Edit

Share via


Discover relationships in a semantic model using semantic link

This tutorial shows how to use a Jupyter notebook to interact with Power BI and detect relationships between tables with the SemPy library.

In this tutorial, you learn how to:

  • Discover relationships in a semantic model (Power BI dataset) using semantic link's Python library (SemPy).
  • Use SemPy components that integrate with Power BI and automate data quality analysis. These components include:
    • FabricDataFrame - a pandas-like structure enhanced with semantic information
    • Functions that pull semantic models from a Fabric workspace into your notebook
    • Functions that test functional dependencies and identify relationship violations in your semantic models

Prerequisites

  • Go to Workspaces in the navigation pane, and then select your workspace to set it as the current workspace.
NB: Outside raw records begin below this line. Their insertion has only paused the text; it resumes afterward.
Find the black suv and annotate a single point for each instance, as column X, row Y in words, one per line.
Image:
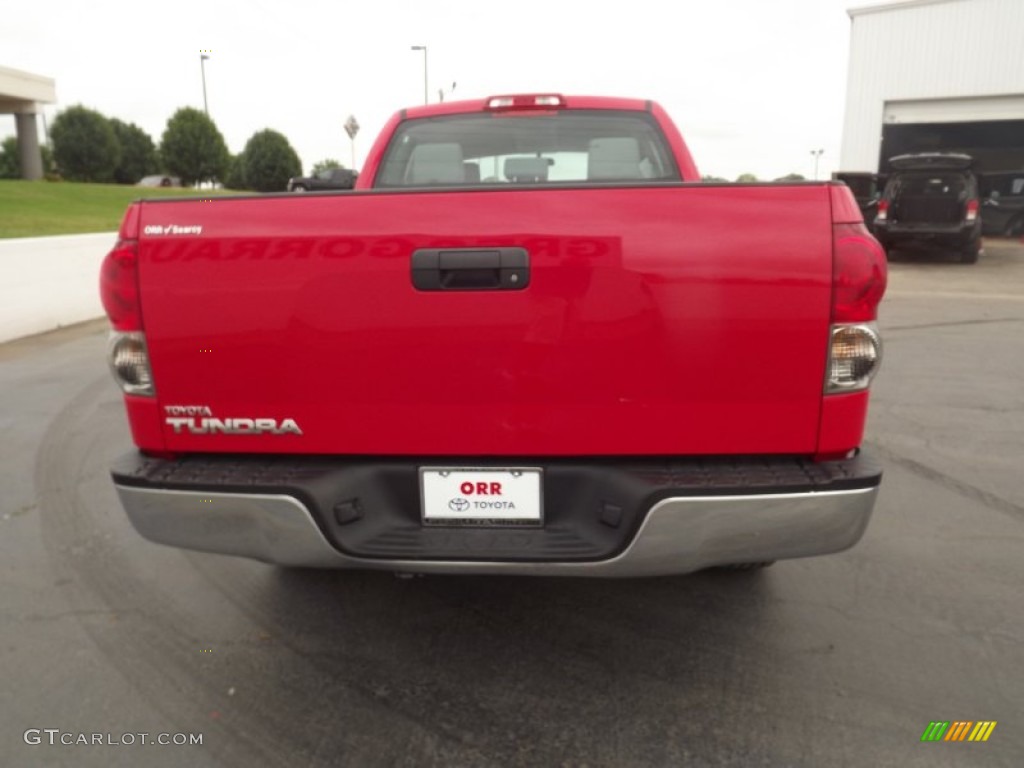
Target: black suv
column 330, row 178
column 931, row 203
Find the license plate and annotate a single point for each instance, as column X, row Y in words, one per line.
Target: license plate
column 457, row 496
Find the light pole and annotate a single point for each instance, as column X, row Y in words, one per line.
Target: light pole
column 426, row 98
column 440, row 92
column 817, row 156
column 202, row 67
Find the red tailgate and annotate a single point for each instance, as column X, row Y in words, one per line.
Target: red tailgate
column 674, row 320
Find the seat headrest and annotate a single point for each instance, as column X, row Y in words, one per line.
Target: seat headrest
column 437, row 164
column 616, row 158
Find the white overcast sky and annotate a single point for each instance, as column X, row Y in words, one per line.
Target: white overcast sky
column 754, row 85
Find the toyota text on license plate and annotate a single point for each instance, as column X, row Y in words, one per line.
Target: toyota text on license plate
column 481, row 497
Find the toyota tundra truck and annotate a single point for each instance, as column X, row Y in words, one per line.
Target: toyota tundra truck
column 528, row 342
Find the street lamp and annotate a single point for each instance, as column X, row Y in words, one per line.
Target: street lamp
column 426, row 98
column 202, row 67
column 817, row 156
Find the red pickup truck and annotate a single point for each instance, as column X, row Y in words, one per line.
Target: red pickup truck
column 528, row 342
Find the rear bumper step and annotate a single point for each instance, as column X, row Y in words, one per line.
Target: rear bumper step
column 602, row 518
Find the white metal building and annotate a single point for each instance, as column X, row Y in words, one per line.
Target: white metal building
column 936, row 76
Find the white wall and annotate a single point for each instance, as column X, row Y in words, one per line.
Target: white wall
column 928, row 49
column 46, row 283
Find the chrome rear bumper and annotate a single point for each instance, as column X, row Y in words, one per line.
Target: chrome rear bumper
column 677, row 535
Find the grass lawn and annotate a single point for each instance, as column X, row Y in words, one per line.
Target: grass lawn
column 34, row 209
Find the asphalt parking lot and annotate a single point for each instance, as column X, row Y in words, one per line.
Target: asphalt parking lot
column 840, row 660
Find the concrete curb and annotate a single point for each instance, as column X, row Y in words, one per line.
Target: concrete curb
column 49, row 283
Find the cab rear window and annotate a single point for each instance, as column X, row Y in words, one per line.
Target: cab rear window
column 560, row 146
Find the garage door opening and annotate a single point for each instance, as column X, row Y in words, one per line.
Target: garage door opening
column 996, row 145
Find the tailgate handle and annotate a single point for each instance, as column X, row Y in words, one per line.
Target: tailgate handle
column 470, row 268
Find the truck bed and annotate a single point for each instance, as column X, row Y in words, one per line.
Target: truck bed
column 673, row 318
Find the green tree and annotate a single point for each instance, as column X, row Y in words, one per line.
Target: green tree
column 235, row 178
column 10, row 162
column 85, row 146
column 325, row 165
column 138, row 154
column 193, row 148
column 268, row 161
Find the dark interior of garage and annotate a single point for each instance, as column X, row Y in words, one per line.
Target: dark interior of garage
column 996, row 145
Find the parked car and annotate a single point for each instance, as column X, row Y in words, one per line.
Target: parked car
column 1003, row 206
column 931, row 202
column 330, row 178
column 589, row 366
column 159, row 180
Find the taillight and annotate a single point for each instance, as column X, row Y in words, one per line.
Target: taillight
column 854, row 355
column 129, row 361
column 126, row 350
column 119, row 286
column 859, row 268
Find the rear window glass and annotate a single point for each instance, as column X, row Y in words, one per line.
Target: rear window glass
column 930, row 184
column 568, row 146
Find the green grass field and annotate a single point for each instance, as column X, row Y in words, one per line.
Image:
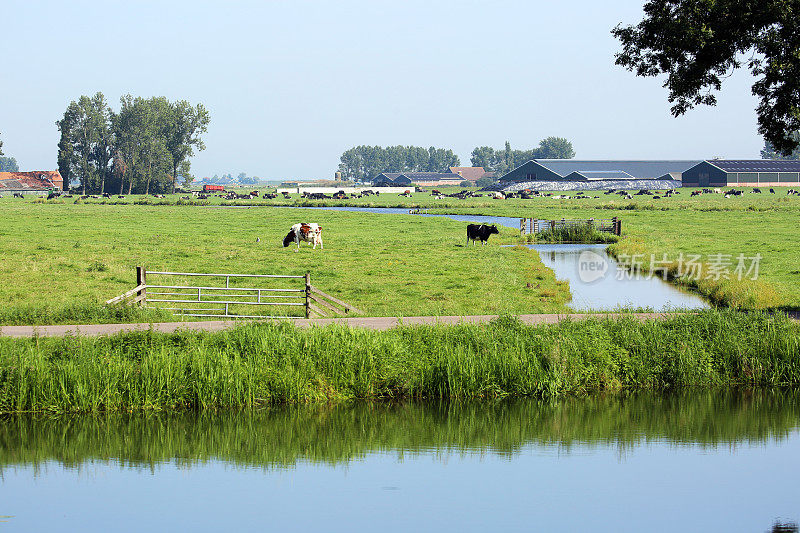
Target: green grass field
column 59, row 256
column 61, row 259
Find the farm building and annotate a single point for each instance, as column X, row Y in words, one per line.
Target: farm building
column 472, row 174
column 36, row 182
column 563, row 174
column 389, row 179
column 744, row 172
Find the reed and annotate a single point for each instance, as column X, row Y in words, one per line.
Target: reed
column 261, row 364
column 80, row 313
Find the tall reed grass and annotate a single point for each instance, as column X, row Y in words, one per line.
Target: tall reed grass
column 261, row 364
column 574, row 233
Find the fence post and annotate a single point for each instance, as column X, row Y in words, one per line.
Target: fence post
column 308, row 294
column 141, row 279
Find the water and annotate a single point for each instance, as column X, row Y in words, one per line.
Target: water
column 709, row 461
column 616, row 287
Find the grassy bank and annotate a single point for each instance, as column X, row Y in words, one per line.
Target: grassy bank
column 277, row 363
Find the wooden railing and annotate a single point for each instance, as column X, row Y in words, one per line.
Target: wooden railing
column 230, row 301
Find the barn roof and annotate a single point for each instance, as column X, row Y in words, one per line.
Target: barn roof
column 602, row 175
column 39, row 180
column 469, row 173
column 416, row 176
column 756, row 165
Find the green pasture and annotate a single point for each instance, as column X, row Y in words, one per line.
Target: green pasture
column 56, row 257
column 63, row 258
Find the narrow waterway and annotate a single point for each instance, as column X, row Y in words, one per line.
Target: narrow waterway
column 598, row 282
column 693, row 461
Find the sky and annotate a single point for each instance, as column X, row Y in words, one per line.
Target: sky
column 291, row 85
  • Download the Customer Profitability Sample.pbix and Customer Profitability Sample (auto).pbix semantic models from the fabric-samples GitHub repository, and then upload them to your workspace.

Follow along in the notebook

Use the powerbi_relationships_tutorial.ipynb notebook to follow along.

Set up the notebook

Set up a notebook environment with the modules and data you need.

  1. Install the semantic-link package from PyPI by using the %pip inline command in the notebook.

    %pip install semantic-link
    
  2. Import the sempy modules you'll use later.

    import sempy.fabric as fabric
    
    from sempy.relationships import plot_relationship_metadata
    from sempy.relationships import find_relationships
    from sempy.fabric import list_relationship_violations
    
  3. Import the pandas library and set a display option for output formatting.

    import pandas as pd
    pd.set_option('display.max_colwidth', None)
    

## Explore semantic models

This tutorial uses the Customer Profitability Sample semantic model [_Customer Profitability Sample.pbix_](https://github.com/microsoft/fabric-samples/blob/main/docs-samples/data-science/datasets/Customer%20Profitability%20Sample.pbix). Learn about the semantic model in [Customer Profitability sample for Power BI](/power-bi/create-reports/sample-customer-profitability).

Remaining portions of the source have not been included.